The project was to port the hardsubx module of ccextractor. Hardsubx is a Tesseract based OCR module that extracts subtitles that are burnt-in the frames.
I was tasked with porting the whole module to Rust. My contributions can be summarized as the following components:
- Making memory safe versions of utility functions in Rust
- Compatibility with FFMPEG 5
- Dealing with depercated and outdated struct definitions
- Replacing depercated functions with code that gives equivalent functioning
- Fixing bugs in the original module
- Rewriting structs to use more Rust native features for better safety
I will be talking about the work involved in each of the divisions on a section by section basis.
All PR's for ccextractor: https://github.com/CCExtractor/ccextractor/pulls?q=is%3Apr+author%3Ashashwat1002+
There has been a slight improvement in the performance of the hardsubx module because some image transformation functions have been corrected.
Algorithms like Levanstein distance and other utility algorithms were re-written in Rust.
FFMPEG is a rapidly changing library and between the version of FFMPEG version being used by Hardsubx originally and FFMPEG 5 there had been a lot of breaking changes.
Notably, the definition of the struct AVPacket
. This led to several insidious bugs when my Rust re-write was expecting a different memory allocation than the one it was receiving.

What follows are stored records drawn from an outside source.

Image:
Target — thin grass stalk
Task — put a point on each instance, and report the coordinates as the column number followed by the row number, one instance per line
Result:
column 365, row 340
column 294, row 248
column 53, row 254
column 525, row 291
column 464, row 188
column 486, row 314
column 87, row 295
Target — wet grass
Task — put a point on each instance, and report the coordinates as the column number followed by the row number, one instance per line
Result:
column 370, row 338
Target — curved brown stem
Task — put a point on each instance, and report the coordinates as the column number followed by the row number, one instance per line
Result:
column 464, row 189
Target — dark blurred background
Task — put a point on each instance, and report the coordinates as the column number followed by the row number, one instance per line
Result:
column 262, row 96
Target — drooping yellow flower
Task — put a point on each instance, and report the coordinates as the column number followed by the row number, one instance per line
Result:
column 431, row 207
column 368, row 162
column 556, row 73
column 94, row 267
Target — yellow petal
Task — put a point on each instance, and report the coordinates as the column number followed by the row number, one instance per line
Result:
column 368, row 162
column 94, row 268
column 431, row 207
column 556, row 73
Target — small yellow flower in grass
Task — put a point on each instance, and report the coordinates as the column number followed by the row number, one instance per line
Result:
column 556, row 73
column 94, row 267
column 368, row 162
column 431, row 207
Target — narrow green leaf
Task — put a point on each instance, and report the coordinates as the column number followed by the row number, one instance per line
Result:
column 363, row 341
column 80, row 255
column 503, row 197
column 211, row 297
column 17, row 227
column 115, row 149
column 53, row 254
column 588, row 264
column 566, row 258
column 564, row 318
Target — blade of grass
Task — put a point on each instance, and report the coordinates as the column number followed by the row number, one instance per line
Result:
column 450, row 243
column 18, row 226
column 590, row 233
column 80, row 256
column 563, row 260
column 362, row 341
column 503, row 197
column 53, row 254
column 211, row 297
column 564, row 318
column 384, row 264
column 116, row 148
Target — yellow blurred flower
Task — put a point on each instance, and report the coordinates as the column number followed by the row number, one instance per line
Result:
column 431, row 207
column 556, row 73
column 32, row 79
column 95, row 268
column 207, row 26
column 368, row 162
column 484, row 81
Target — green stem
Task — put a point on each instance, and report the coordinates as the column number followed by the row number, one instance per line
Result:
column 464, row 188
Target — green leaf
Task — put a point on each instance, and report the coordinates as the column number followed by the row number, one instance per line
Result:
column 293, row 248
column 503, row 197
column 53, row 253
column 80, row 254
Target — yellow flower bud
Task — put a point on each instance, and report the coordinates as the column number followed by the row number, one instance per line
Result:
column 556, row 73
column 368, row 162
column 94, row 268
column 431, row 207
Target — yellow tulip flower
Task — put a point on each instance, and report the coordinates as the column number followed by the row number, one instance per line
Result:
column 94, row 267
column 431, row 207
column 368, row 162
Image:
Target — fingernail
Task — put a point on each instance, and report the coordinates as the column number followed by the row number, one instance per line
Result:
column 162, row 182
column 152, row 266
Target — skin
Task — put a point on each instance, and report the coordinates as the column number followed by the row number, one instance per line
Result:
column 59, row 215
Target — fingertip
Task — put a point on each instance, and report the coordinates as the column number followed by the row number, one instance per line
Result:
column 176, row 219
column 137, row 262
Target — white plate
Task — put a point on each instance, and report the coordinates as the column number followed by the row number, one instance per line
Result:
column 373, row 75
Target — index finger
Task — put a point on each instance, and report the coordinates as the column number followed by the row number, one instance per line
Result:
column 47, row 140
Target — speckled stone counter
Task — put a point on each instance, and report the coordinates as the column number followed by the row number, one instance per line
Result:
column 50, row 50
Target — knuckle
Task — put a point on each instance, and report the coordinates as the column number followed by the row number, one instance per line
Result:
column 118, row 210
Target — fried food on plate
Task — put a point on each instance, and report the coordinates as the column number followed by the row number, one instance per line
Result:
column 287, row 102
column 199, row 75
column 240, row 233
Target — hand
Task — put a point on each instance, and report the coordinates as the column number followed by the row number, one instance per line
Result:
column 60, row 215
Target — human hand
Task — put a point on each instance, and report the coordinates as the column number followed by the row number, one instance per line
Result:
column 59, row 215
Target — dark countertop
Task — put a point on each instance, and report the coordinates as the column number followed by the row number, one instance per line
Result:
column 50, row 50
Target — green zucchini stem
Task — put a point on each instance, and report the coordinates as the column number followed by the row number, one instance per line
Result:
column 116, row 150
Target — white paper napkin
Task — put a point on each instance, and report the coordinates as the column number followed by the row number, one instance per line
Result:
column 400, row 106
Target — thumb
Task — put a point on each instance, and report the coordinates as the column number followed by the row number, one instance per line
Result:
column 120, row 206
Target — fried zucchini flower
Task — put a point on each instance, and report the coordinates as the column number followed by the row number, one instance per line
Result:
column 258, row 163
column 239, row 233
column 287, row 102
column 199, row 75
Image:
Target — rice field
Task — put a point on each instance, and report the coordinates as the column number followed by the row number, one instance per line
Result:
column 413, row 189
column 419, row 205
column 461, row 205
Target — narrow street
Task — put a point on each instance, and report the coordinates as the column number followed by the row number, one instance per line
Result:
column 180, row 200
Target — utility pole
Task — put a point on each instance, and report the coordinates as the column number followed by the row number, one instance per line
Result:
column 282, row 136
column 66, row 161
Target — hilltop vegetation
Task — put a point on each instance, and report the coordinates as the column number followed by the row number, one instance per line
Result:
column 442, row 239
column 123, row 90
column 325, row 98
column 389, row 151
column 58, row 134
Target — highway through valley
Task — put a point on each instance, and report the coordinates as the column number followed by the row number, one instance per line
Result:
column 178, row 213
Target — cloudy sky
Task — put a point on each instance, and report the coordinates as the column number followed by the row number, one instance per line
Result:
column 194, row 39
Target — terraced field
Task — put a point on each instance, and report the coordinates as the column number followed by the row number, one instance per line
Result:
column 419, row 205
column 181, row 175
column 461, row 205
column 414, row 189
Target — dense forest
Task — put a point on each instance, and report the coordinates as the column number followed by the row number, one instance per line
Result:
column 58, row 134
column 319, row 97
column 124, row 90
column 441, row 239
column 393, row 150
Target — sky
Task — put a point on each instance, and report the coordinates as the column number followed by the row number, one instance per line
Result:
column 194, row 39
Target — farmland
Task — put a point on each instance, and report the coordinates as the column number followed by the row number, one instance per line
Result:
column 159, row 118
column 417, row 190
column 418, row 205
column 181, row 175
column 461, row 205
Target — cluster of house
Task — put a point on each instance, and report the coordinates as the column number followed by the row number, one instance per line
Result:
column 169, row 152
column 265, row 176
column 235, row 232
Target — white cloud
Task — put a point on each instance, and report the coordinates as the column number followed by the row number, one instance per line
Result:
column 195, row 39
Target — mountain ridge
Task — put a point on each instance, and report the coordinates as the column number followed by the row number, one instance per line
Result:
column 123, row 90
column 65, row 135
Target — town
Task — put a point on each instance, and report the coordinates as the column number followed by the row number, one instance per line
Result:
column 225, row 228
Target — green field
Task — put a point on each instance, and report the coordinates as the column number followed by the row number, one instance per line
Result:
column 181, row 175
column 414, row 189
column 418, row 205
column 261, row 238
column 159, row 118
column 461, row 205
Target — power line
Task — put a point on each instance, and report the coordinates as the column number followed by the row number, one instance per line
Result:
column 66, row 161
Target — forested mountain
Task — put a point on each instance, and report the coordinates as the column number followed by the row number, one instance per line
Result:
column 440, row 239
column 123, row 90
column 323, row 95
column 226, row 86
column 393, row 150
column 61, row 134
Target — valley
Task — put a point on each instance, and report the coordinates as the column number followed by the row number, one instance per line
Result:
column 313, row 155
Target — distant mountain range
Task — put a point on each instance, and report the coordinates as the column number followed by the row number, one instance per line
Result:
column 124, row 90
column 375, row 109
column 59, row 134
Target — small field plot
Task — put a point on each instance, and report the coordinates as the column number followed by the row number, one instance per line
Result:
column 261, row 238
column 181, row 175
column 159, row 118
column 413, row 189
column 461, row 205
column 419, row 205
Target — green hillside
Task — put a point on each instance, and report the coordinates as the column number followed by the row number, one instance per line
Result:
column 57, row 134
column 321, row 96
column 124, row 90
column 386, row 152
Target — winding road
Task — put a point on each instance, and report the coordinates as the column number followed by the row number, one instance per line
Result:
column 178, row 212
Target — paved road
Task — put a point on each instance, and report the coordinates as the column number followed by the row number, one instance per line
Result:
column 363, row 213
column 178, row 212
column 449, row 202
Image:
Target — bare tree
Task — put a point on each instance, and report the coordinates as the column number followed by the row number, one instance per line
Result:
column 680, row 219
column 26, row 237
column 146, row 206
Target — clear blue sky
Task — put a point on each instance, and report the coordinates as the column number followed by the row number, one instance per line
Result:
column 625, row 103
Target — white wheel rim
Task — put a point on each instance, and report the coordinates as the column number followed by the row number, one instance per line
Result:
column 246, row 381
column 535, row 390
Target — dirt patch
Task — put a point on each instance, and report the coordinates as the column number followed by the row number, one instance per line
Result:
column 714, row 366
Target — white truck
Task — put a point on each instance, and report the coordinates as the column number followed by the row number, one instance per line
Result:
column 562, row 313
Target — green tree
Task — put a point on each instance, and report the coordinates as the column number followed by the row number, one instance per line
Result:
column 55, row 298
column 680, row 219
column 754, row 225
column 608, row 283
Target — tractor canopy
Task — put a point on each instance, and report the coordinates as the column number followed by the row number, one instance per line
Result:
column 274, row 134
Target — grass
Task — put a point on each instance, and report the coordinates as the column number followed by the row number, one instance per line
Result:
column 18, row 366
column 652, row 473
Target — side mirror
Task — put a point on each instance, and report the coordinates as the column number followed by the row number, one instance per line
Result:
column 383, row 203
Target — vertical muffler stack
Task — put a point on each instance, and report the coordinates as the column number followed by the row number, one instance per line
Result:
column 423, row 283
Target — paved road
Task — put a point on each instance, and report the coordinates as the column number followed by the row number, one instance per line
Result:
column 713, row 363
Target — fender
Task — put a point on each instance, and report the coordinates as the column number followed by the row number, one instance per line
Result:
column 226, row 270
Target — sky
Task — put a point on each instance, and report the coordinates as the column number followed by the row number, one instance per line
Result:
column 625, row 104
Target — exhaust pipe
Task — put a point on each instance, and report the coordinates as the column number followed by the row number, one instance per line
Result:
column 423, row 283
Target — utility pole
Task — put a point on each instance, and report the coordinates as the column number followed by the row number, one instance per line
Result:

Furthermore, a few functions being used by the Hardsubx were depercated with no obvious way to replace them.
A lot of safety issues could only be resolved if all the structs of the hardsubx module were re-written.
The biggest challenge was dealing with the version change of FFMPEG.
FFMPEG has made a lot of breaking changes since the original hardsubx, depercated functions do not often have direct replacements and the documentation is not always clear on how the depercated function should be replaced.
Other than that, during the course development, I had to deal with C strings in Rust and general memory safety problems that come packaged with it.
Other challenges included memory safety related code with C strings. A lot of the work involved sending to and receiving strings from C functions.